On February 4th, President Uhuru Kenyatta led the nation in commemorating former President Moi’s first anniversary in Kabarak, Nakuru county.

The event, also attended by the Moi family, other prominent leaders like ANC leader Musalia Mudavadi, Wiper’s Kalonzo Musyoka, Nakuru Governor Lee Kinyajui, and a host of MPs was used to eulogize the former Head of State who passed on last year February 4th.

However, what caught the attention of many was the mausoleum, an open structure housing the former Head of State’s graveyard. The mausoleum stands on a well-cured lawn with fresh flowers. The versatile brown roofing with a golden wood interior finishing is supported by eight concrete pillars, two on each of its four edges.

One of the guests at the anniversary, Nakuru Governor Lee Kinyanjui, marvelled at how magnificent the structure was. Even making a comment about it, before giving his speech.

“The way this mausoleum is built teaches us a lot. It means that the children are the pillars that made the late Mzee Moi’s family stand strong,” Governor Kinyanjui said. The structure which has three staircases rising from the west was constructed by the same architect who designed and built the former President’s Kabarak home. He was helped by Italians.

“The contractor who constructed our father’s mansion is the same one who constructed the mausoleum, Mzee Moi’s and our mother’s final resting place, with the support of Italians.
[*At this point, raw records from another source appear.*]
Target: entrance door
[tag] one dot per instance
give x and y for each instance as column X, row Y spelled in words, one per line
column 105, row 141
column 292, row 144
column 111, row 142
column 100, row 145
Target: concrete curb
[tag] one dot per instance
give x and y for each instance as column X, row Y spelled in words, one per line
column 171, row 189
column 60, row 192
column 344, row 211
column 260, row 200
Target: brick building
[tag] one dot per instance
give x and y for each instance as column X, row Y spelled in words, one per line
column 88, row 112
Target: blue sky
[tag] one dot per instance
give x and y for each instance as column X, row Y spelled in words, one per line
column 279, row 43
The concept was developed by Zahra, Eunice and Susan,” Baringo Senator Gideon Moi said on Thursday.

The first two pillars on the front right are tagged Jennifer and Jonathan, while on the front left, the roof is supported by two other pillars tagged Raymond and John Mark.

Jennifer’s pillar is paired with that of Jonathan, Raymond’s pillar paired with John Mark, Philip paired with Doris and Baringo Senator Gideon paired with June.
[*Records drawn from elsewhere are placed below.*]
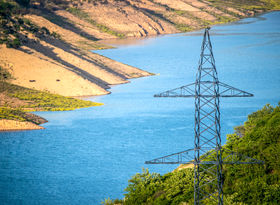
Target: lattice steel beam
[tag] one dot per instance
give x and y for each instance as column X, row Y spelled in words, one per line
column 207, row 91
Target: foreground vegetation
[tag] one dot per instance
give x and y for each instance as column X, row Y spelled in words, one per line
column 259, row 138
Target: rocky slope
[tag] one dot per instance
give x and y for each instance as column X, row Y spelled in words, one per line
column 50, row 39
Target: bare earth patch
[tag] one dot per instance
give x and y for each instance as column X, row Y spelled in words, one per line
column 11, row 125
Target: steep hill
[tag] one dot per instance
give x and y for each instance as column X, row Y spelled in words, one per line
column 45, row 43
Inside the structure, Moi’s grave lies side by side with that of Lena, his wife. The two graves are covered with a grey plaque with white specks and surrounded by pots of fresh flowers.

On top of Moi’s grave is his name and words drawn from the Bible – Galatians 2:20:

“I have been crucified with Christ and I no longer live but Christ lives in me. The life I live in the body, I live by faith in the Son of God who loved me and gave himself for me.”

Then:

“Fare thee well world’s statesman, husband, father, grandfather, brother, uncle, kinsman, and friend of many worldwide.”

Moi’s grave is surrounded by rectangular tiles in two lines. The lines are made of brown marble. On the left is Lena’s grave with a similar design.

“Happy are they who are in the Lord they shall be comforted in his kingdom. For mother we say goodbye till we meet again at the foot of our creator,” the plaque on Lena’s grave reads.